Generally I’d say one should read Nabokov to experience language as a release of birds but my relationship to ‘Razor’ is not really representative of this. I had been reading pieces of his thick, lush prose and feeling heady with the sheer exhilaration of it—thank god for short stories, where you can sustain momentary whiplash from a plot or sentence and pretend it’s giddiness. This story centres on the chance encounter of two old acquaintances, and a shift of power that occurs in front of a mirror and beneath a lathered brush.

Reading ‘Razor’ is to feel the testing of metal across your throat.

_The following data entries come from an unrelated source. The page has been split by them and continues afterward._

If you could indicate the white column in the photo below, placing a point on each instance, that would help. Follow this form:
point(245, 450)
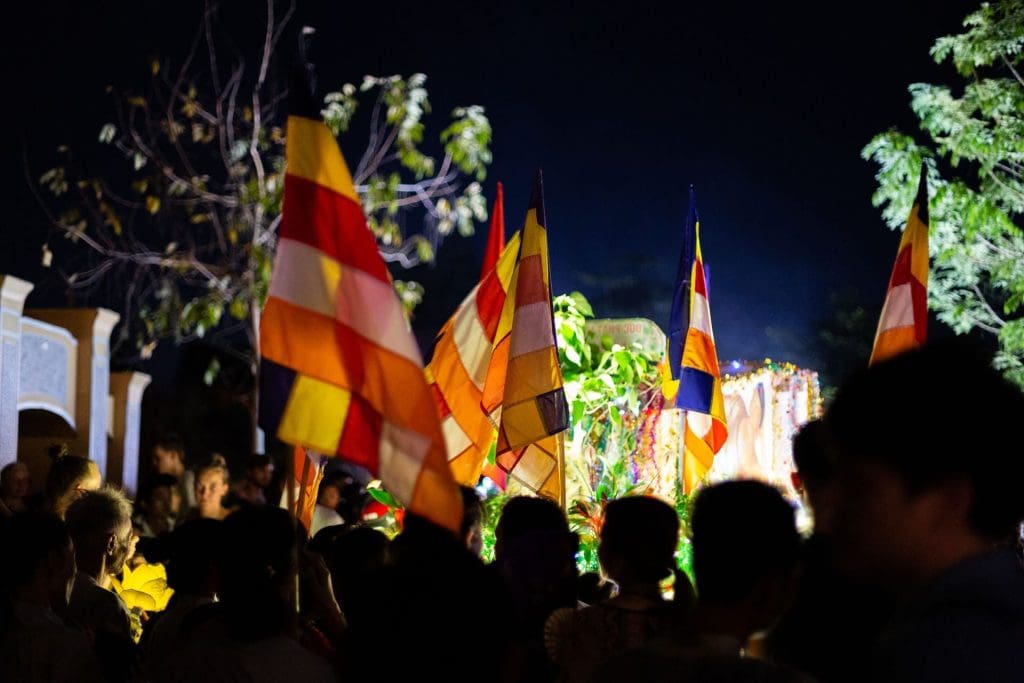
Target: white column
point(99, 390)
point(12, 294)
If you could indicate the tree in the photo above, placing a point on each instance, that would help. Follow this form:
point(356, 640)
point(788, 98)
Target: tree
point(975, 159)
point(180, 229)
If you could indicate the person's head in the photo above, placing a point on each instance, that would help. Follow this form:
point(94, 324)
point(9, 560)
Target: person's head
point(258, 559)
point(69, 478)
point(926, 474)
point(159, 496)
point(169, 455)
point(745, 548)
point(193, 557)
point(40, 558)
point(638, 540)
point(329, 494)
point(260, 469)
point(211, 486)
point(14, 481)
point(99, 523)
point(351, 554)
point(813, 461)
point(526, 516)
point(472, 519)
point(535, 552)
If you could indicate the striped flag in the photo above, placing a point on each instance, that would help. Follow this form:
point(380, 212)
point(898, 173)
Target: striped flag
point(340, 371)
point(699, 380)
point(459, 368)
point(307, 470)
point(523, 387)
point(496, 238)
point(903, 324)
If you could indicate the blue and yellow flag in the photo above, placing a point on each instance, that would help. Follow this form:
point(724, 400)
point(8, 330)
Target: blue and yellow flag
point(679, 317)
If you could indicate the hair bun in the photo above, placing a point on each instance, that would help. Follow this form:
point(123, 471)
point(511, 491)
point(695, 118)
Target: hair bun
point(57, 451)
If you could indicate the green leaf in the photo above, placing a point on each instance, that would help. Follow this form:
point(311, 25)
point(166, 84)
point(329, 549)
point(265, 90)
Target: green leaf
point(384, 498)
point(108, 132)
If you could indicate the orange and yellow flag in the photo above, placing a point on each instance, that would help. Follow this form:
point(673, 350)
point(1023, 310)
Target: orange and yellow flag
point(903, 324)
point(340, 372)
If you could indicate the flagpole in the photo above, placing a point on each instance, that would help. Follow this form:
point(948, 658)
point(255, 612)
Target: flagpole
point(681, 452)
point(290, 488)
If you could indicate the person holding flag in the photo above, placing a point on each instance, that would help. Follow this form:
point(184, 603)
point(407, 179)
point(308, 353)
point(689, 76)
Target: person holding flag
point(691, 377)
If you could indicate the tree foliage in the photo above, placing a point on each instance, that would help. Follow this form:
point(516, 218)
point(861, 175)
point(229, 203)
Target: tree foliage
point(974, 153)
point(179, 227)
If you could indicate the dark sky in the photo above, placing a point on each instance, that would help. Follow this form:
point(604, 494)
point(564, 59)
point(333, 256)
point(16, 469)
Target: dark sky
point(763, 107)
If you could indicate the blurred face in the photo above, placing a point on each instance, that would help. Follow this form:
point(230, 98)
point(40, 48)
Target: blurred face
point(210, 489)
point(330, 497)
point(878, 525)
point(262, 475)
point(167, 462)
point(160, 502)
point(123, 546)
point(16, 484)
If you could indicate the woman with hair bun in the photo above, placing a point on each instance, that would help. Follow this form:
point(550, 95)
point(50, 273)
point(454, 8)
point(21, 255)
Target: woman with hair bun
point(69, 478)
point(211, 486)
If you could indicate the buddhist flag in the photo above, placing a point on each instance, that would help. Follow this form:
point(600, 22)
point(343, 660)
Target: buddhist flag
point(307, 470)
point(496, 238)
point(523, 387)
point(699, 381)
point(462, 357)
point(680, 314)
point(903, 324)
point(340, 371)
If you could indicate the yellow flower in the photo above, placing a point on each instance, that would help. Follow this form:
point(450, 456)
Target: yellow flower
point(144, 588)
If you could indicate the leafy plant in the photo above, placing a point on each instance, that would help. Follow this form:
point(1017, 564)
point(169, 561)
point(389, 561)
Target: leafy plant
point(179, 230)
point(608, 387)
point(975, 158)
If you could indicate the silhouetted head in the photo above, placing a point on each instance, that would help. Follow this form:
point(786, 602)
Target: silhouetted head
point(525, 516)
point(192, 559)
point(258, 560)
point(638, 540)
point(260, 469)
point(927, 473)
point(745, 548)
point(815, 467)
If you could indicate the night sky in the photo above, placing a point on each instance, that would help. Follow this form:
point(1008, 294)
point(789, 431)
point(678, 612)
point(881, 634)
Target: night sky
point(763, 109)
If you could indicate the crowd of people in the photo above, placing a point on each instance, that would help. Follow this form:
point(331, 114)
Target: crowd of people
point(911, 572)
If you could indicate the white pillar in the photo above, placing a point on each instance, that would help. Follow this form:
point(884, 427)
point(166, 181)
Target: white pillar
point(122, 462)
point(12, 294)
point(100, 389)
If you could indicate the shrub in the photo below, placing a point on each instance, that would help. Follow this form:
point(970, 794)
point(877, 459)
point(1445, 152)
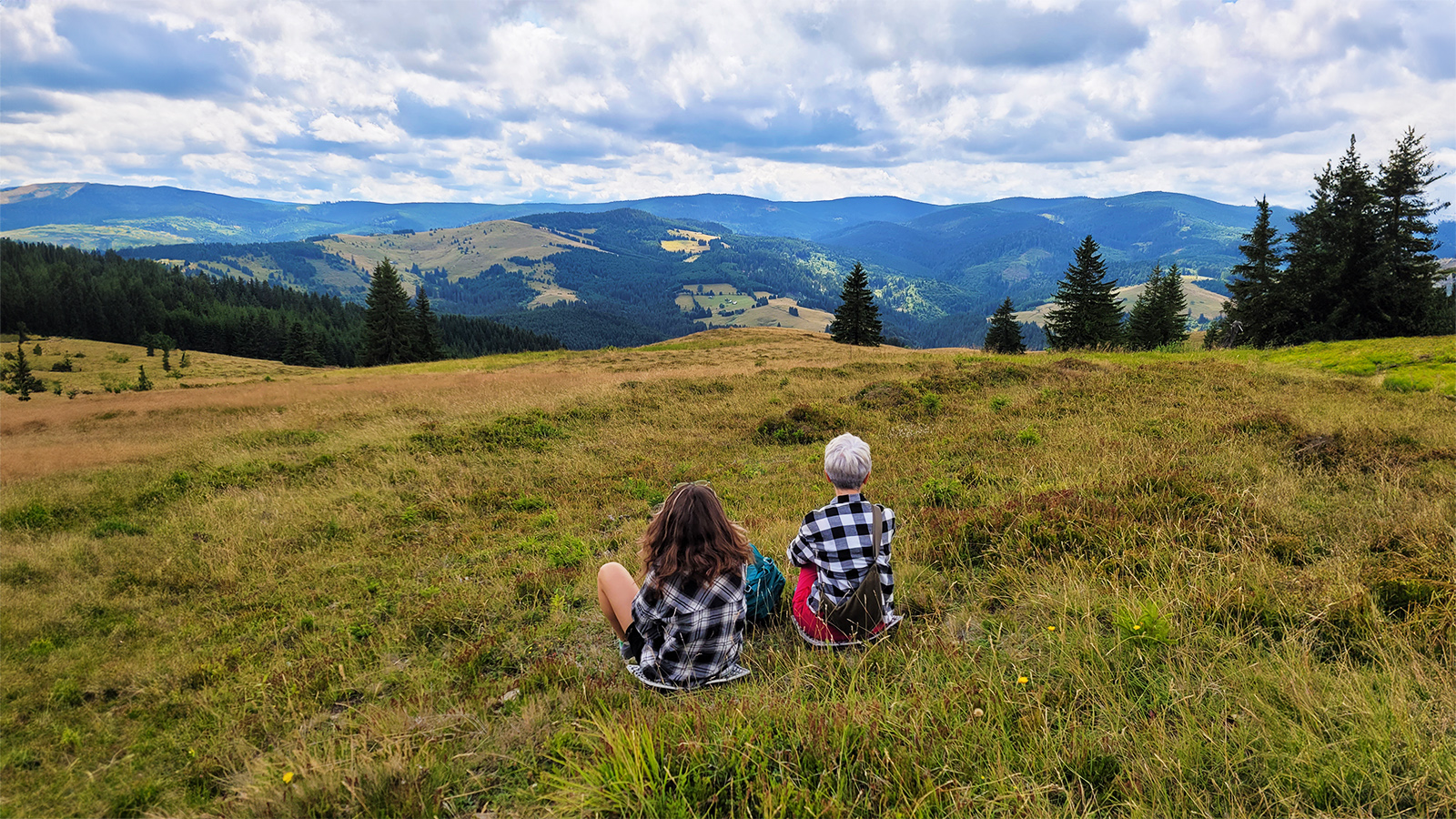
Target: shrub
point(800, 424)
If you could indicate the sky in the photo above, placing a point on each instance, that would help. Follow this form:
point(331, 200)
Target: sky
point(788, 99)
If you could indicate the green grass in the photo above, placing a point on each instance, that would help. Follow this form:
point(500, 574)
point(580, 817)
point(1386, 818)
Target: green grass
point(1138, 584)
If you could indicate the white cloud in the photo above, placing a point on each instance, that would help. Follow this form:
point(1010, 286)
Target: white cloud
point(941, 101)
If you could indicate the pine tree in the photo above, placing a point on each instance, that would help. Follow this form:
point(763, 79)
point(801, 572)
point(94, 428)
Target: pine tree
point(427, 329)
point(389, 336)
point(24, 380)
point(1171, 309)
point(1330, 288)
point(1004, 334)
point(1256, 285)
point(856, 319)
point(1410, 303)
point(1143, 325)
point(1088, 314)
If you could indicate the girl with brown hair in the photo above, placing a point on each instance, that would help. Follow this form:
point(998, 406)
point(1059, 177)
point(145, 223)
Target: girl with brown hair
point(684, 625)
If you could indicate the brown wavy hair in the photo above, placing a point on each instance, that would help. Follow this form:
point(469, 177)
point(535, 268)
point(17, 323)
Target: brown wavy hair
point(691, 537)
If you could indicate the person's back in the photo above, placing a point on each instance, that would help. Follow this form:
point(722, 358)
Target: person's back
point(684, 625)
point(834, 547)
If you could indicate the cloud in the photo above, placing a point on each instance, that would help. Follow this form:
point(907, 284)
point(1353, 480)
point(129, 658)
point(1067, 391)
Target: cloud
point(106, 51)
point(943, 101)
point(419, 118)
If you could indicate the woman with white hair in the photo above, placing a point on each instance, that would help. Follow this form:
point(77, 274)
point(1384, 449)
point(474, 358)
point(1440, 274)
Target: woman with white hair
point(844, 555)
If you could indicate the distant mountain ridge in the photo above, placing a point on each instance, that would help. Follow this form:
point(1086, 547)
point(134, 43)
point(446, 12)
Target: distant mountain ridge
point(938, 270)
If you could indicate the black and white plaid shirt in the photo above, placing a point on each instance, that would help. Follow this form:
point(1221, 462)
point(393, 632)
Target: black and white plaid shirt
point(836, 540)
point(691, 632)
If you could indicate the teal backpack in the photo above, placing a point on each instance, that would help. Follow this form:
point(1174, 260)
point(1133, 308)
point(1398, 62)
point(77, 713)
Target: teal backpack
point(764, 584)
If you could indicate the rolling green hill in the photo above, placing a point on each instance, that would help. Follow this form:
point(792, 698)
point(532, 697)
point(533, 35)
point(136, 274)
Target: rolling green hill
point(1206, 583)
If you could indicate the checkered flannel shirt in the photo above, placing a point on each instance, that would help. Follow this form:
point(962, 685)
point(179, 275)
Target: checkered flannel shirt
point(691, 632)
point(834, 540)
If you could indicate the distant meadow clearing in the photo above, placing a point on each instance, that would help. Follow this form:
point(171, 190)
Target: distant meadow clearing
point(1136, 584)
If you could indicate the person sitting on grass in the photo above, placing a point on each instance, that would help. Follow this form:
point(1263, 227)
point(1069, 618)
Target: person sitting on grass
point(683, 629)
point(834, 550)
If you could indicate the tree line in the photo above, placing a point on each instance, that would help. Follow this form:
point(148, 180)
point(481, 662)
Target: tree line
point(1359, 264)
point(104, 296)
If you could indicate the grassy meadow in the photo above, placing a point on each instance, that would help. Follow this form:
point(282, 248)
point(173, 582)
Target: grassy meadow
point(1138, 584)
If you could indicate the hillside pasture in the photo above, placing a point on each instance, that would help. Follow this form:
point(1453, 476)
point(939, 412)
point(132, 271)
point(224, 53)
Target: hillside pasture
point(1200, 302)
point(459, 251)
point(689, 242)
point(1136, 584)
point(727, 299)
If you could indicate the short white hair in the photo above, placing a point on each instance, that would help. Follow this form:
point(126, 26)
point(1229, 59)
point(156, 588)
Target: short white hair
point(846, 462)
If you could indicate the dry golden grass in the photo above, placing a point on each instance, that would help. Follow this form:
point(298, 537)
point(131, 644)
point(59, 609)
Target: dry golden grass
point(339, 595)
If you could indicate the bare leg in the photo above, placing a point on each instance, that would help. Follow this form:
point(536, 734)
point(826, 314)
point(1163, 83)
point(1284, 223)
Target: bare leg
point(615, 595)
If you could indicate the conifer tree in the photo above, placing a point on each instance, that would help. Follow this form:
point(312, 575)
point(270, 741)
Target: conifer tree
point(1171, 309)
point(24, 380)
point(389, 336)
point(856, 319)
point(1088, 314)
point(427, 329)
point(1256, 285)
point(1410, 270)
point(1143, 325)
point(1004, 334)
point(1329, 292)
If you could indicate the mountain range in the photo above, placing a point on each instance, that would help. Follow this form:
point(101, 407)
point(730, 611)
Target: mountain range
point(938, 270)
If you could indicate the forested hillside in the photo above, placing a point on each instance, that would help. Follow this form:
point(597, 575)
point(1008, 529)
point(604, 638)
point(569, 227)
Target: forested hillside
point(108, 298)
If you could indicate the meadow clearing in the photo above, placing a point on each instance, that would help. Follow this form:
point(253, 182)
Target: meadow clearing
point(1138, 584)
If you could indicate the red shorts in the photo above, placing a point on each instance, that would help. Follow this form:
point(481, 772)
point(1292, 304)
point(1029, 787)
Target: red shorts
point(805, 617)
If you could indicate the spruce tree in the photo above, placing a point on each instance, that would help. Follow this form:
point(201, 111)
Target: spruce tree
point(856, 319)
point(1410, 303)
point(1004, 334)
point(389, 332)
point(1330, 288)
point(1171, 309)
point(24, 380)
point(1088, 314)
point(1143, 322)
point(1256, 285)
point(427, 329)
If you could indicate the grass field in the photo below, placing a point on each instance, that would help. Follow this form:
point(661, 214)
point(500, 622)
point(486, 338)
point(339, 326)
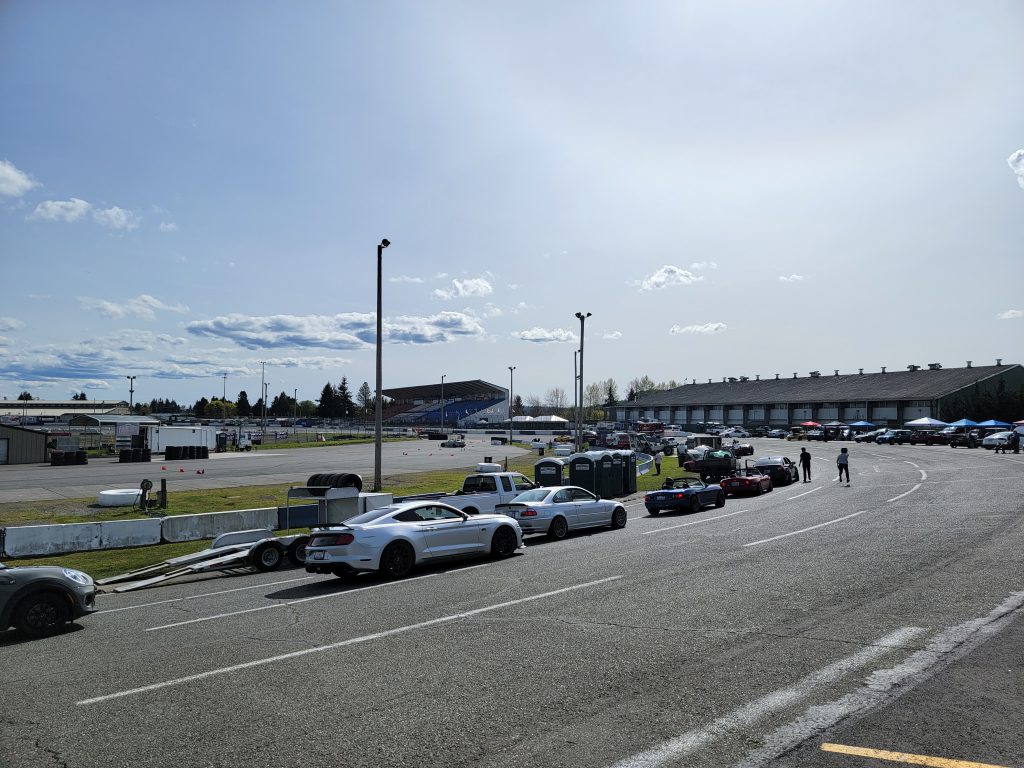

First published, in Russian, as ‘Britva’ in 1926. Read in Collected Stories as part of Penguin Modern Classics in 2001. Translated by Dmitri Nabokov, the writer’s son, in 1995

‘The Second Person’ by Ali Smith

To my mind, nothing can convey flares of tenderness like a short story (…possibly this says more about me than I’d like) and no-one conveys flares of tenderness like Ali Smith. ‘The Second Person’ feels as personal as an anecdote and as universal as a fable, wheeling without ever being wheedling and ridiculous without being laughable. That’s what every great love story should be, and this one  also features accordion shops and Ella Fitzgerald. Prat-fall into love with Smith’s light touch and then read everything else by her right now right now right now.

(First Collected in The First Person and Other Stories, Hamish Hamilton, 2008. First published in and available to read on Prospect, 2005, here)

‘The Tower’ by Marghanita Laski

Do you enjoy the taste of adventure? Do you like wanderlust, curiosity, self-directed exploration? Do you like counting? Do you like purpose draining away? Do you like a kaleidoscopic sense of slow dread? Do you want to feel the horrors of Sisyphus and Tantalus amid the grotesqueries of Escher-like architectural glitching in the European countryside? Me too, and what a tour guide.

Published in 1955, read in The Oxford Book of Twentieth-Century Ghost Stories ed. Michael Cox  (1996)

‘Kaleidoscope’ by Ray Bradbury

A lot of my exposure to short stories comes through listening to readings or dramatizations on the radio, and my habit of falling under their thrall leads to many scorched shirts abandoned mid-ironing and dishes left unwashed in the sink. The BBC iPlayer Radio app portions its ‘Drama’ into particular (often baffling) genre categories, and generally my thumb slips to the ‘Horror/Supernatural’ and ‘Psychological’ labels. When the continuity announcer gave a quick precis for the day’s story and a  rumbling, stern voice introduced itself (‘This is Ray Bradbury…’) I almost unplugged my headphones: I had decided I knew what ‘Sci-fi’ meant, was and could be, and that it could not possibly hold anything for me. I was an idiot, and soon an agog, reformed idiot with something in their eye.

Men are drifting in space. They were scattered into a dark sea; and the ship, in a million pieces, went on, a meteor swarm seeking a lost sun.’ Their communication channels are still open, and they are able to talk for a short while as they spin further and further apart.